Édito du 25 juin 2021 – Le droit de savoir !

Publié le 24/06/2021 | Économie et social, Éditos, Monaco, Politique

À l’occasion de la dernière Assemblée parlementaire du Conseil de l’Europe dans le cadre de la discussion relative à :

« La liberté des médias, la confiance du public et le droit de savoir des citoyens »

La question de la régulation des plates-formes a été abordée par les parlementaires car pour celles-ci :

« Tout est aux mains d’un seul acteur, qui décidera ce qui passe et ce qui ne passe pas ! »

C’est l’occasion d’approfondir ma dernière en séance publique du Conseil National de Monaco, passée sous silence, sur le vote relatif à « l’aménagement concerté du temps de travail ».

Il est vrai qu’à Monaco, il existe deux plates-formes !
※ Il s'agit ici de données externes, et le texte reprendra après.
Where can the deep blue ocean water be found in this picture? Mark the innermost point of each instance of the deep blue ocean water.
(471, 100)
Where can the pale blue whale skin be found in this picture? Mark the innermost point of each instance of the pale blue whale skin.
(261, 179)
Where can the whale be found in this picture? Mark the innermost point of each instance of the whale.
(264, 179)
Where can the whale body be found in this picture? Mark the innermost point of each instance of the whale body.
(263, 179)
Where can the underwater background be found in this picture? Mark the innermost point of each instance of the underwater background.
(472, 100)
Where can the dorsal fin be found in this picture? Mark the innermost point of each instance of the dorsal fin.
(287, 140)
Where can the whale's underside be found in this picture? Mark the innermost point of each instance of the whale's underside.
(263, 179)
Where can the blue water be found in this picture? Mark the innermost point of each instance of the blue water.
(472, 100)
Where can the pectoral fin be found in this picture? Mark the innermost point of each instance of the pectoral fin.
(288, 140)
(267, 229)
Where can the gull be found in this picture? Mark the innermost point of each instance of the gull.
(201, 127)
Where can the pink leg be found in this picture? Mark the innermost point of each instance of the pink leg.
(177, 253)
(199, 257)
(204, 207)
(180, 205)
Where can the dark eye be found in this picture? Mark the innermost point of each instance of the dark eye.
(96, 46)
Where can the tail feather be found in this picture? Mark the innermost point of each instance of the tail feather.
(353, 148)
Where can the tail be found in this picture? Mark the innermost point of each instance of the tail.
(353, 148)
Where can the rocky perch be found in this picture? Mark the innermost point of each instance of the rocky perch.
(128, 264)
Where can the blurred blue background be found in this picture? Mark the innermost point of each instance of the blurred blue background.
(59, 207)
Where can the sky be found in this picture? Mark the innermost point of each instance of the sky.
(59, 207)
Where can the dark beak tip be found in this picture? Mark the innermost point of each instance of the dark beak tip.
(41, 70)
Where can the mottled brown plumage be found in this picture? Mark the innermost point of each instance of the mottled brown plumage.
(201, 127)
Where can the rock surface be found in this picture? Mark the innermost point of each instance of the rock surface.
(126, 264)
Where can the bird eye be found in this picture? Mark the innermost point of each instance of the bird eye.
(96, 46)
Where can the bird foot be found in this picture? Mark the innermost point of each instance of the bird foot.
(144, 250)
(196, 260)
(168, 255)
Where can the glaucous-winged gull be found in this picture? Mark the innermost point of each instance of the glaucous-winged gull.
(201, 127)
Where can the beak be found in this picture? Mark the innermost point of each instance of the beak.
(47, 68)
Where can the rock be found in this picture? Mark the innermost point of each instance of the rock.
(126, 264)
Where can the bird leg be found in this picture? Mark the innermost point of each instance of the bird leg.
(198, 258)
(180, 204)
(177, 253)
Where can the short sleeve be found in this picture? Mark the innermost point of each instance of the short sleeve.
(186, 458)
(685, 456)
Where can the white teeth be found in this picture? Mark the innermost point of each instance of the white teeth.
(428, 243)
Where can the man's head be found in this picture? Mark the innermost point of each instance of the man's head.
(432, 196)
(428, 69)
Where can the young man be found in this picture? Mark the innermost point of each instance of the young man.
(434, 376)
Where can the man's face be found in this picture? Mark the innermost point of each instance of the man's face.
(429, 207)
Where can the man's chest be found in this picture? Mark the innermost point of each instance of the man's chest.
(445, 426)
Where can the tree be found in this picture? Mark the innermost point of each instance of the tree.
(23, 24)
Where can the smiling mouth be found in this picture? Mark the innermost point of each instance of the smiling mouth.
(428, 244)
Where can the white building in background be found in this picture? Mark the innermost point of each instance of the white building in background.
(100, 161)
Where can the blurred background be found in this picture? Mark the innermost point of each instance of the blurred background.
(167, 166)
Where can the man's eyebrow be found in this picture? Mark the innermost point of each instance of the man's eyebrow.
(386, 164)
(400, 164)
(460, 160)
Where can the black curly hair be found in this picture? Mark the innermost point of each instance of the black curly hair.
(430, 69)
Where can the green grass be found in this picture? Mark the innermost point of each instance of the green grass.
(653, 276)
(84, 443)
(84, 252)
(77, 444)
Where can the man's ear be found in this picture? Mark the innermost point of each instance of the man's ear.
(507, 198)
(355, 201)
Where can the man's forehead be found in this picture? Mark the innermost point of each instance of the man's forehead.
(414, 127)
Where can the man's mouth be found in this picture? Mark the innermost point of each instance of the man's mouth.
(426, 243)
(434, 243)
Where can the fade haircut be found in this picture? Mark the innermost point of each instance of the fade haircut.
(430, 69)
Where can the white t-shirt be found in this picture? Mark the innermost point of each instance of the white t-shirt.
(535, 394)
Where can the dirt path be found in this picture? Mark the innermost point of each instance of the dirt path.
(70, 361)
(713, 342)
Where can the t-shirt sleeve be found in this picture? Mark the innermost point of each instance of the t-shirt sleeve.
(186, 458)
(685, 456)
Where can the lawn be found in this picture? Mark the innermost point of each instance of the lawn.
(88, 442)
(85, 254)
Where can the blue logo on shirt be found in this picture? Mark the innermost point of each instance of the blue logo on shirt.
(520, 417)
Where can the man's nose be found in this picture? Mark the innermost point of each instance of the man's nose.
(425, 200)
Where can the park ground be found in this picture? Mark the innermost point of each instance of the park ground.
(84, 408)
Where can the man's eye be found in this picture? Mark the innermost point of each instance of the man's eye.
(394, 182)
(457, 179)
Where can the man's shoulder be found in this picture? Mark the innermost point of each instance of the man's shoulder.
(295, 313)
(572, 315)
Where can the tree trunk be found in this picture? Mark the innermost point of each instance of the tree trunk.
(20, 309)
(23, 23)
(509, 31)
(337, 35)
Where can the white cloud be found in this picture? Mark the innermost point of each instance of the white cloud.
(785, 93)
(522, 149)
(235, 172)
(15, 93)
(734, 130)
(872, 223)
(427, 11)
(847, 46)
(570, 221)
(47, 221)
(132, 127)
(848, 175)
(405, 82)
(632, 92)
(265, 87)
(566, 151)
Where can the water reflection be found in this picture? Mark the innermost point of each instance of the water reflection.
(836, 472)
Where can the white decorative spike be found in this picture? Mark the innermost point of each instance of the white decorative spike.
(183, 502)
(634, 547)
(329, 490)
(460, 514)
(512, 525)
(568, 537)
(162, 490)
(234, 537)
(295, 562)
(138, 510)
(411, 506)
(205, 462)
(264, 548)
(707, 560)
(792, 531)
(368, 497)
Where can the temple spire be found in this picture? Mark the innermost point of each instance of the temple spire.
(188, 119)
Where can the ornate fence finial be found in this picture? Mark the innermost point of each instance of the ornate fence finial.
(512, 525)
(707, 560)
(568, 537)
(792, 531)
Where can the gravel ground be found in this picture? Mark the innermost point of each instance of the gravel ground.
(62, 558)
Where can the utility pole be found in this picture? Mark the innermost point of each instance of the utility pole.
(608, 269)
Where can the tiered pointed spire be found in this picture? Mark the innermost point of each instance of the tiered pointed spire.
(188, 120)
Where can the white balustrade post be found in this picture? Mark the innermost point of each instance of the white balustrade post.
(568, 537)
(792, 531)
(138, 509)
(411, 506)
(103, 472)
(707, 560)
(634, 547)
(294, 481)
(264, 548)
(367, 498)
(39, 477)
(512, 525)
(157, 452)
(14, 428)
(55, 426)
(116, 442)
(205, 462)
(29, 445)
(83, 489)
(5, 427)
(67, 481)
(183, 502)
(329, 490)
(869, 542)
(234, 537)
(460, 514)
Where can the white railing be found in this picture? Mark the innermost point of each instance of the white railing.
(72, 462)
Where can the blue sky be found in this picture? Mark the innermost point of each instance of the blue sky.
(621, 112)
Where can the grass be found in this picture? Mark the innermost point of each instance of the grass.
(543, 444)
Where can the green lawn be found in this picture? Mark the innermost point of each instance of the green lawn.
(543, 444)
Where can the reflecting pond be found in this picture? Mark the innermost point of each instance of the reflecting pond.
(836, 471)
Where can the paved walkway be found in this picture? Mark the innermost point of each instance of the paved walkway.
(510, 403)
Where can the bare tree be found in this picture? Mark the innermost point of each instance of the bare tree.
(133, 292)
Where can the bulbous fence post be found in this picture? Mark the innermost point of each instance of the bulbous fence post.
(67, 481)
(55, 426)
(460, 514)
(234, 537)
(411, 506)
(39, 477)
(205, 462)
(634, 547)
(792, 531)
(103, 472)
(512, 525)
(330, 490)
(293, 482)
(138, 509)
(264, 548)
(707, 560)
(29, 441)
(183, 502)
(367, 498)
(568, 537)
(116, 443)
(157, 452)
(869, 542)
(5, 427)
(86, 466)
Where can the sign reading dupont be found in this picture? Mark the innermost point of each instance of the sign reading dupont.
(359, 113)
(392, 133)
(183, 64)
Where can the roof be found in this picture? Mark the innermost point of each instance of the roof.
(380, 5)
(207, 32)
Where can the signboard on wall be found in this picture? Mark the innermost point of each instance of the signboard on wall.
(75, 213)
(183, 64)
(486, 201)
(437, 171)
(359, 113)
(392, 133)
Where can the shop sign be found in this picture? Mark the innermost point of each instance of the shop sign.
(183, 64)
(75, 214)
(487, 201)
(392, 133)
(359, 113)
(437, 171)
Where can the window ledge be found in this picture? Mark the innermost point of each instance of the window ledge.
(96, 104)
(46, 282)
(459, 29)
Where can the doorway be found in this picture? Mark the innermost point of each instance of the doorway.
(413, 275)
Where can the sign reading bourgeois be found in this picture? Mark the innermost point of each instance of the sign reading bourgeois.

Faites-vous votre opinion à travers mon intervention ci-après ou sur la vidéo, sur le projet de loi relatif à l’aménagement concerté du temps de travail

Monsieur le Ministre, Madame, Messieurs des Conseillers Ministres, Chers collègues, chers compatriotes, chers amis

Pour ne pas laisser bouillir le suspens, je le dis tout de suite : je voterai ce projet de loi ; il s’agit d’une grande avancée économique et sociale.

Fruit initial de circonstances liées à la Covid 19, notre rapporteur l’a souligné, il devient, dès aujourd’hui, un élément important de l’organisation du travail de demain.

Derrière ce simple mot « aménagement du temps de travail », c’est l’organisation des entreprises qui est en jeu,

  • A l’intérieur, où les pratiques se modifient ; on ne change pas les horaires de travail comme si de rien était, par un coup de baguette magique :
  • Et aussi à l’extérieur, où, de fait, la vie des salariés change, partiellement, mais certainement.

Pour l’entreprise, il s’agit d’une nouvelle efficacité et, le mot n’a pas été prononcé, mais aussi d’améliorer la productivité.

Pour la vie de famille, ce sont à la fois les trajets pour le travail et la vie familiale.

Avec ce projet de loi, il s’agit aussi du développement de

« La démocratie sociale »

Je souhaite faire deux commentaires.

  • « Plus elle grandit, plus elle devient forte, la démocratie sociale vise à éclairer les masses populaires pour leur permettre de prendre en main leur destin »
    • …… rassurez-vous, je ne fais pas miens les propos de Rosa Luxembourg !

Vous le savez, même si certains en doutent, je ne suis pas révolutionnaire ;

  • D’ailleurs je préfère la formule d’Albert Camus :

« La démocratie, ce n’est pas la loi de la majorité, mais la protection de la minorité ! »

Dans ce projet de loi, des garde-fous sont prévus pour les salariés, notamment le vote à bulletin secret ainsi qu’une nécessaire majorité, pour donner vie à l’accord d’entreprise et les heures effectuées au-delà de 39h sont rémunérées d’au moins 10%

Toutefois je souhaite juste faire une remarque de principe :

  • Le délégué du personnel voit ses missions confortées et il est précisé que ce dernier « présente des réclamations ».

Ces réclamations sont individuelles ou collectives ; il n’y a pas de doute là-dessus.

  • Le délégué syndical, quant à lui, a pour mission de « développer des revendications » pour améliorer les droits des salariés.

Réclamations/ Revendications ; non, je ne fais pas de sophisme.

Le délégué du personnel « réclame » pour les salariés concernés par l’organisation du temps de travail, et peut-être tous.

Le délégué syndical, lui, apporte une vision de revendication globales.

On l’a vu, certes, seul le personnel concerné participe au scrutin.

Mais, de fait, c’est l’ensemble de l’entreprise qui est touchée, directement ou indirectement.

Je sais bien, de mon expérience, que le délégué syndical est parfois un empêcheur de tourner en rond ; mais c’est aussi un travail démocratique, pour une négociation collective.

Aussi, je regrette qu’il n’apparaisse que comme fortuitement dans le projet de loi.

Ma deuxième remarque concerne la Direction du Travail et de son nécessaire acquiescement de l’accord d’entreprise pour l’aménagement du temps de travail ; rien à dire.

  • Je suis étonné toutefois que le silence de la Direction du Travail vaille refus de l’accord qui lui est soumis !

Or, que le silence vaille refus veut concrètement dire que l’entreprise et les salariés qui auraient voté le projet restent dans le brouillard pendant deux mois et, de plus, sans connaître les causes du refus de l’accord pourtant voté par les salariés !

Or, j’ai dit ci-avant combien un tel accord entraînait des transformations pour l’entreprise et la vie des salariés !

Ces remarques dites, dont j’espère que les modalités d’application en tiendront compte, je confirme que je voterai le projet de loi, car il apporte un plus économique et social aux entreprises et aux salariés.